Through the Roof
On December 11, 2015, the Medián Public Opinion and Market Research Institute—one of the most reliable polling companies in Hungary—published the results of a November survey in which 51 percent of eligible voters with an established party preference reported that they would vote for ruling party Fidesz, compared to 27 percent for five democratic left-liberal parties, 21 percent for the radical-nationalist Jobbik party and one percent for the Workers’ Party (source in Hungarian). Medián, which began operating at the time of Hungary’s transition from communism to democracy in 1989, noted that no governing party had ever recorded such high support among sure voters in a company poll conducted more than a year and a half after a National Assembly election as Fidesz did in November 2015.
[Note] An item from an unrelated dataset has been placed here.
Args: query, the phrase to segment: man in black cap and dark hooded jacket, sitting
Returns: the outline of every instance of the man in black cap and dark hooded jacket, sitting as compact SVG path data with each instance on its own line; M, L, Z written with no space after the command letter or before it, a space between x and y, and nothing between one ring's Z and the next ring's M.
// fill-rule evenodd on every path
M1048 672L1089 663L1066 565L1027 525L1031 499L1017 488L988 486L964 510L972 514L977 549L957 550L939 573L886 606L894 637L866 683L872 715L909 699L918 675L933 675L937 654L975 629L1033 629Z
A total of 34 percent of all those surveyed in Medián’s November poll said that they supported Fidesz over all other parties—up from 32 percent in September, 28 percent in May and 24 percent in March. According to Medián, the November polling results indicate that over the past year Fidesz has either gained or regained 650,000 supporters in a country with a total population of around 9.9 million. A total of 46 percent of respondents in the November poll said that they believed the Orbán government was doing a good job, up from 41 percent in September, 38 percent in May and 35 percent in March.
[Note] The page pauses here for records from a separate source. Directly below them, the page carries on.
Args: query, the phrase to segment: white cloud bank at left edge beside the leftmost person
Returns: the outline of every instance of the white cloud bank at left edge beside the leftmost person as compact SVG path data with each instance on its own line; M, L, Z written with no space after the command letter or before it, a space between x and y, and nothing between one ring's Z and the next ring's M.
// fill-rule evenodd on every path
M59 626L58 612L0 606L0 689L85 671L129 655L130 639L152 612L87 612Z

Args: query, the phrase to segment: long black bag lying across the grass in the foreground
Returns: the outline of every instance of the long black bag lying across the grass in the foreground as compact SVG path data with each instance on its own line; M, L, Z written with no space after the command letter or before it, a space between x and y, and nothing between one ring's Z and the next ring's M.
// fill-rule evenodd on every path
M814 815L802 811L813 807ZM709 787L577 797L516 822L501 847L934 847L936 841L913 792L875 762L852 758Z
The results of Medián’s November 2015 poll further support the conclusion that the anti-migration policies and propaganda of the Orbán government have served to greatly enhance its domestic popularity (see: Viktor’s Anti-Migration Gambit Pays Off; The Röszke Telephones; The Curtain Falls Again; Hungary and the Great Migration; Sign War I; and National Consultation on Immigration and Terrorism). And following the confirmation at the Twenty-Sixth Congress of Fidesz on December 13, 2015 that Orbán will stand as the party’s candidate for prime minister in 2018 National Assembly elections (source in Hungarian), Medián’s November polling results also suggest that only an extraordinary and currently unforeseeable political or personal occurrence will prevent Hungary’s illiberal head of government from remaining in power for at least six and a half more years (see The Start of Something Big).